Bevor der Chor-Workshop „Esslingen singt quer“ starten kann, teilt Leiter Tibor Farago die Anwesenden je nach Tonlage in drei Gruppen ein. Nach ein paar Aufwärmübungen geht es an die Lieder. „So wie ich bin“, „Egal was andere sagen“ oder „Frieden“ lauten die gesungenen Titel.

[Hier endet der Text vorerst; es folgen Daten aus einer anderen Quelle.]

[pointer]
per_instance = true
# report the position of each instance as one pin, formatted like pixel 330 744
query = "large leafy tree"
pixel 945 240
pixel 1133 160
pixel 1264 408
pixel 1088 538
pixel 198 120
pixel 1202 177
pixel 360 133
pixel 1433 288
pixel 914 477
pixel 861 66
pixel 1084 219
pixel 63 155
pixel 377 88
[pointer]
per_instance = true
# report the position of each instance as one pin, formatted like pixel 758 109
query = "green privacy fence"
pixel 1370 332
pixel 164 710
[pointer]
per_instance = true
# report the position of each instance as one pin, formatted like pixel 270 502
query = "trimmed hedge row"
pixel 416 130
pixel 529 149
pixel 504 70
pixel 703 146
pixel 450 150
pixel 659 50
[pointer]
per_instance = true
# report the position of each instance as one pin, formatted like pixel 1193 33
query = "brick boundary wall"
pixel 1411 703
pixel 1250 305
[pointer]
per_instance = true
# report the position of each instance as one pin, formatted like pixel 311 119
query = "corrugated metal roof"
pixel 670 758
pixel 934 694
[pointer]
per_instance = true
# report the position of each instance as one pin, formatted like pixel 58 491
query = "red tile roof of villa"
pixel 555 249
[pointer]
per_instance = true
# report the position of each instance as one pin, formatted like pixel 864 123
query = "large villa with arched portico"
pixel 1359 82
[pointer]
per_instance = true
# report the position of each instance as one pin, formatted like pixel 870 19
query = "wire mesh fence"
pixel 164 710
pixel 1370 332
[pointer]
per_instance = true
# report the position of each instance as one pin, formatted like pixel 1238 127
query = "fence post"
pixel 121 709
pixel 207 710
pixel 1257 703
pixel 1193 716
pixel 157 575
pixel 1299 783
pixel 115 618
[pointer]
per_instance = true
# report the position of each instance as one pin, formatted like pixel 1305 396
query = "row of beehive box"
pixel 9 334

„Wir wollen hier eine neue Community finden“, sagt eine Ukrainerin, die zusammen mit einer Freundin und deren Tochter zum ersten Treffen gekommen ist. Die Frauen flüchteten vor rund zwei Jahren vor dem Krieg in ihrer Heimat. Dass sie nun bei der Probe im Esslinger Kulturzentrum Komma gelandet sind, dürfte Farago freuen. Er verfolgt mit seinem Workshop das Ziel, Menschen unterschiedlicher Identitäten zusammenzubringen.
Rapper und Rollstuhlfahrer machen mit
Seit knapp fünf Jahren wirkt der 47-Jährige in dem Verein Schwule Väter Stuttgart mit. Der von ihm gegründete „(Ch)orale Gesangsverein“ trifft sich seit dem vergangenen Jahr im queeren Zentrum Weissenburg. Auf Anfrage der Organisationsteams des Christopher Street Day (CSD) hat Farago nun ein neues Projekt in Esslingen gestartet. Am Montag, 8. Juli, gibt der Chor ab 19 Uhr ein Konzert im „Komma“. Außerdem steht die Gruppe am Sonntag, 7. Juli, beim Schwörfest auf dem Rathausplatz auf der Bühne.
An der ersten Probe nehmen gut 25 Personen teil. Einige von ihnen kennen Farago bereits, sie singen auch in seinem Stuttgarter Chor. Zu ihnen gehört Markus Konzelmann, für den es in Esslingen leichter ist, bei den Proben dabei zu sein. „Im Gegensatz zum Weissenburg gibt es hier einen barrierefreien Zugang“, sagt der Rollstuhlfahrer lobend über das „Komma“. Faragos Sohn Samuel macht ebenfalls mit und hat für die Auftritte in Esslingen einen Raptext vorbereitet.
Reaktion auf die Wahlergebnisse
Die Mehrheit der Anwesenden ist jedoch über Flyer oder Anzeigen auf den Workshop gestoßen. Vorherige Chorerfahrung sei nicht notwendig, heißt es in der Ankündigung. Ulrike Heise aus Unterensingen erzählt, sie habe sich erst kurz vorher entschlossen, teilzunehmen. Den Ausschlag hätten für sie die Wahlen gegeben – den Chor sieht sie als politisches Zeichen gegen den gesellschaftlichen Rechtsruck. „Nach den Ergebnissen sollten wir richtig laut sein“, sagt Heise.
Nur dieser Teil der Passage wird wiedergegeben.